Although the importance of activin regulation of FSH β-subunit gene expression is well established, little is known about the molecular mechanisms by which it occurs. Until recently, investigation of the transcriptional regulation of FSHβ was hampered by the lack of an FSH-expressing gonadotrope cell culture model. Studies were instead performed in ovine mixed pituitary cultures, heterologous cell culture models, or in transgenic mice carrying the 5′-regulatory region of the ovine (o)FSHβ gene targeting luciferase reporter gene expression to the gonadotrope. These experiments identified cis-acting elements that mediate responsiveness of the ovine gene to other important regulators of FSHβ expression, including gonadal steroid hormones (16) and hypothalamic GnRH (17). However, the region(s) of the oFSH-β gene important for activin responsiveness and the proteins that mediate this response have not been identified. Recently, a Smad-binding element (SBE) was identified in the rat FSH β-subunit gene that is required for full activin responsiveness (18). Interestingly, whereas this site is conserved in the mouse gene, it is not present in the ovine, bovine, porcine, or human genes, suggesting that important species-specific differences exist in activin regulation of FSHβ gene expression. Because this regulation is crucial for normal FSH expression, gaining insight into the molecular mechanisms governing this process is central to our understanding of reproductive function.

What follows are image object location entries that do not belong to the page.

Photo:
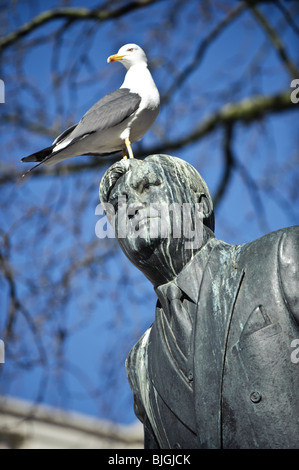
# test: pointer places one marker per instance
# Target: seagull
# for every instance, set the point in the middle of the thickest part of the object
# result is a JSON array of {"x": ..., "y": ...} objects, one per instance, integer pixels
[{"x": 115, "y": 121}]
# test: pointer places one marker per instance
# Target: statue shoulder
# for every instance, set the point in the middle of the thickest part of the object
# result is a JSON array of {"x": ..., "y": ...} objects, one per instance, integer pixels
[{"x": 288, "y": 259}]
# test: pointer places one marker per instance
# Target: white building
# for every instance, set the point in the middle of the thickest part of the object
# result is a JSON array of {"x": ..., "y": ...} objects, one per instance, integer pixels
[{"x": 25, "y": 425}]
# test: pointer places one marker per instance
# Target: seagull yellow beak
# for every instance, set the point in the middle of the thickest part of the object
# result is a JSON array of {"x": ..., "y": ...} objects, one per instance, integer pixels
[{"x": 114, "y": 58}]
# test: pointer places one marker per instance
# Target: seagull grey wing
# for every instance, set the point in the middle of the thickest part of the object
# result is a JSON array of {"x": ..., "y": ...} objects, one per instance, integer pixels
[{"x": 106, "y": 113}]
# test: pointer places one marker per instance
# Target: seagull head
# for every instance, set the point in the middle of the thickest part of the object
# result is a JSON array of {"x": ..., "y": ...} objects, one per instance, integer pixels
[{"x": 128, "y": 55}]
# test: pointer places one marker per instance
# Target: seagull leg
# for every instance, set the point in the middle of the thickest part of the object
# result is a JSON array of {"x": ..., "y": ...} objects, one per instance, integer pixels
[{"x": 129, "y": 148}]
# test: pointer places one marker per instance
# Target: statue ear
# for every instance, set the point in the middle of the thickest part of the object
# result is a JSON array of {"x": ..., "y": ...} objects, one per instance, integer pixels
[{"x": 207, "y": 208}]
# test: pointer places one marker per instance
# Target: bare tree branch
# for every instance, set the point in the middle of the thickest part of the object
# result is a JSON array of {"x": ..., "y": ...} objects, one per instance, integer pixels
[
  {"x": 275, "y": 40},
  {"x": 71, "y": 14}
]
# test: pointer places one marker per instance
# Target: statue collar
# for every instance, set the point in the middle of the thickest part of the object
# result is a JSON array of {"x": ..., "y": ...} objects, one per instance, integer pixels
[{"x": 189, "y": 279}]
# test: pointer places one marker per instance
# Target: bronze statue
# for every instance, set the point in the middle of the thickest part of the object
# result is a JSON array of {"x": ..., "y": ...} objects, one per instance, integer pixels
[{"x": 215, "y": 369}]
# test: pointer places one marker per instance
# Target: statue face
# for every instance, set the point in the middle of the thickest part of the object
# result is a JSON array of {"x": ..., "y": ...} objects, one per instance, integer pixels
[{"x": 147, "y": 202}]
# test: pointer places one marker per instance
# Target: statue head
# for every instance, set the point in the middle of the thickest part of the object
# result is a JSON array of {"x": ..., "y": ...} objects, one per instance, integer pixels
[{"x": 161, "y": 211}]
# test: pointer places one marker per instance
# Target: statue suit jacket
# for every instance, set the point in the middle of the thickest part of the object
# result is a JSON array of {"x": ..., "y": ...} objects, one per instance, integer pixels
[{"x": 235, "y": 385}]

We have previously shown that FSH is expressed endogenously in the immortalized mouse gonadotrope cell line LβT2, and that its expression is stimulated by activin treatment, making this cell line an appropriate model system in which to study activin regulation of FSHβ gene transcription (19). In this report, we used transient transfections in LβT2 cells to identify activin-responsive regions in the oFSHβ gene. We find that three regions are required for full activin response, with consensus SBEs present in all three. Further, we find that one of these elements is bound by a complex containing the TALE homeodomain proteins, Pbx1 and Prep1, along with Smad4. These studies extend our understanding of activin regulation of the FSHβ gene and identify Pbx1 and Prep1 as Smad partners and important mediators of activin action.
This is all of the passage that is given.